Hulasganj is a block in Jehanabad district of Bihar state, India. The block is situated 20 km east from the district Jehanabad. The place is well connected with Gaya and Patna through road network. This place is famous for its Sanskrit College all over India. Students from all over India come here to get Sanskrit education. The Sanskrit College is operated by Human Resource Department, Govt. of India. Food and lodging is absolutely free for all students. Students of all castes and religion get here Sanskrit education and get placed in Govt. jobs. They are also working as "Purohit" and perform worship for their clients all over India. Students of this 'Sanskrit Vidyalaya' are high in demand as they are known for their fluency in Sanskrit. Hulasganj is rich agricultural producer. In recent time, some renowned educational institutes have come up in existence. Some of them are:'

- Swami Prankushacharya Adarsh Sanskrit Mahavidyalya (up to Post Graduation)
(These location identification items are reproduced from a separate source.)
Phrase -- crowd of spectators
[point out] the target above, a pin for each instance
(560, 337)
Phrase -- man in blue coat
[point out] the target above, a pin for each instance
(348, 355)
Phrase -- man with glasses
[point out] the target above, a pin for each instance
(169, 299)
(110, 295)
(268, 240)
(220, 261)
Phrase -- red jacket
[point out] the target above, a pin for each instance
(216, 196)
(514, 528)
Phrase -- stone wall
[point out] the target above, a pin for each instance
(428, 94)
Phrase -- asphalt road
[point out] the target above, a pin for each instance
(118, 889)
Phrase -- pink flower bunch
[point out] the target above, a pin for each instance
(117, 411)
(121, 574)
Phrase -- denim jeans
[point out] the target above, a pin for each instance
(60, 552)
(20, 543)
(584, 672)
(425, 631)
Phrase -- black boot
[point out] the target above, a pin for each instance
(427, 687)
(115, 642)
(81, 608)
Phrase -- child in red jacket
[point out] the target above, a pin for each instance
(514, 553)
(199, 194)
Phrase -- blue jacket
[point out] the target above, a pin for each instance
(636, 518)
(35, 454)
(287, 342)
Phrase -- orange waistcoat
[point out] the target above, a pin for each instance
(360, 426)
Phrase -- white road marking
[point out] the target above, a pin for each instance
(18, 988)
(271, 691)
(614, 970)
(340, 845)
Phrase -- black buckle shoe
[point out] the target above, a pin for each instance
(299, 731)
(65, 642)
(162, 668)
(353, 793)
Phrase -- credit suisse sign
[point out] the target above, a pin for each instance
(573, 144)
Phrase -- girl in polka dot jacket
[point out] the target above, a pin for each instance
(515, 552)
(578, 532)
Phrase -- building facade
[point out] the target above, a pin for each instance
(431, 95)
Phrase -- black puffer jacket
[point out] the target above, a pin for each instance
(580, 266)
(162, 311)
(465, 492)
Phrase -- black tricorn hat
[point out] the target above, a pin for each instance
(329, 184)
- Late Kamta Prasad B. Ed. College, Hulasganj
- Hulasganj Inter College, Hulasganj
- Saraswati Shishu Mandir
- 10+2 High school Hulasganj
- Hulasganj Private ITI
- Manas International School

Hulasganj is a famous pilgrimage place for Hindus, especially Vaishnav Communities. There are lot of temples established by Swami Ji (Shree Swami Parankushacharya). The Credit for developing Hulasganj goes to Hulasganj Ashram, an educational and research hub for Sanskrit.